I like the addition, not least because it gets us back up to a nice round 24 categories. Nevertheless, I can’t help but feel sorry for the industry’s stunt professionals, who have been lobbying for years — often with Vulture’s help — to get their own Oscar, too. If it’s any consolation, a few pundits predict that this move clears the deck for a Best Stunts trophy in a few years, which would then give cause to move the Shorts prizes to the Governors Awards. That’d be a win for everyone. (Except for the Shorts filmmakers, but they know what they did.)

On the face of it, Perfect Days, the Japanese submission nominated for Best International Film, would seem to be the polar opposite of Barbie. It’s basically Mindfulness: The Movie — a gentle character study of a middle-age Tokyo toilet cleaner (Kōji Yakusho) whose unwavering routine and analog lifestyle illustrate the quiet beauty of the everyday.

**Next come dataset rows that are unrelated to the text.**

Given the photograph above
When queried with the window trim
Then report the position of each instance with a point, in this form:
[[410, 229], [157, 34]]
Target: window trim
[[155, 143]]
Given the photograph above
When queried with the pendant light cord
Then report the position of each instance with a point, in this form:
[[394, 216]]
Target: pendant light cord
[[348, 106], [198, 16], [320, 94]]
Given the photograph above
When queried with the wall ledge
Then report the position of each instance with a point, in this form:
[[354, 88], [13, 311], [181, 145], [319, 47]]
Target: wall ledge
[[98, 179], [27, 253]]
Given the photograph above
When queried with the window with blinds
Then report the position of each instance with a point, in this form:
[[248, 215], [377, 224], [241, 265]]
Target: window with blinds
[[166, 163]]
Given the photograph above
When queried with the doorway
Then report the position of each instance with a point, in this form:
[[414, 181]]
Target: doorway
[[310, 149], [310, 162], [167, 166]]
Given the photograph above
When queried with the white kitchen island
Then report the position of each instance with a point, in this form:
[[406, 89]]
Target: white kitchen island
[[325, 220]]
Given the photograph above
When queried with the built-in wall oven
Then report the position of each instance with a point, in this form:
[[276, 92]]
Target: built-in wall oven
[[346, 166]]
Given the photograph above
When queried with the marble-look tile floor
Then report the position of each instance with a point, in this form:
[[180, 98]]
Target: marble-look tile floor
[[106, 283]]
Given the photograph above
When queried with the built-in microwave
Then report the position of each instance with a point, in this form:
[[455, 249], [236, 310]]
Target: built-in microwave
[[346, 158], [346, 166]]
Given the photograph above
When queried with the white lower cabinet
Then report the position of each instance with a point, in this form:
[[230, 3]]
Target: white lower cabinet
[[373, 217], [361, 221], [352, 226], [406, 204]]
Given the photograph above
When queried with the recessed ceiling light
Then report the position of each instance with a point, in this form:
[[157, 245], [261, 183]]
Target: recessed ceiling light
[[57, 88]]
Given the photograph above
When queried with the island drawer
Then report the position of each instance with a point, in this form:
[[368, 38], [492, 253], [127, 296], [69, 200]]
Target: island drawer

If you’re American, witnessing his labors feels like gazing into another world: So *this* is what it’s like to live in a country with robustly funded public goods!

Perfect Days is about as unimpeachable a piece of art-house cinema as you’ll see. It comes from Wim Wenders, the famed German auteur, and had its world premiere at Cannes, where Yakusho won Best Actor. But as Neon opens the film in limited release this week, I’m reminded that this little movie also has one thing in common with the biggest film of the year — it’s spon-con, too!

You see, all the exquisitely designed public toilets in the film were actually funded by an NGO called the Nippon Foundation. (Whose first chairman, incidentally, was a suspected war criminal.) They comprise the Tokyo Toilet Project, the brainchild of Koji Yanai, whose father is the billionaire founder of Uniqlo. Yanai conceived of the initiative as a way to spotlight Japanese craftsmanship and civic spirit ahead of the 2020 Tokyo Olympics, and he recruited a series of star architects to build them. And as a recent New York Times feature details, after COVID disrupted the Olympics, it was Yanai who reached out to Wenders with the idea for a project publicizing the toilets. He originally envisioned a series of shorts; Wenders, who counts Yasujirō Ozu as a major influence, decided to do a feature instead.

I’m just saying: To any Jacobin writers reading this, the door is wide open for you to write a review slamming Perfect Days as a dastardly neoliberal propaganda.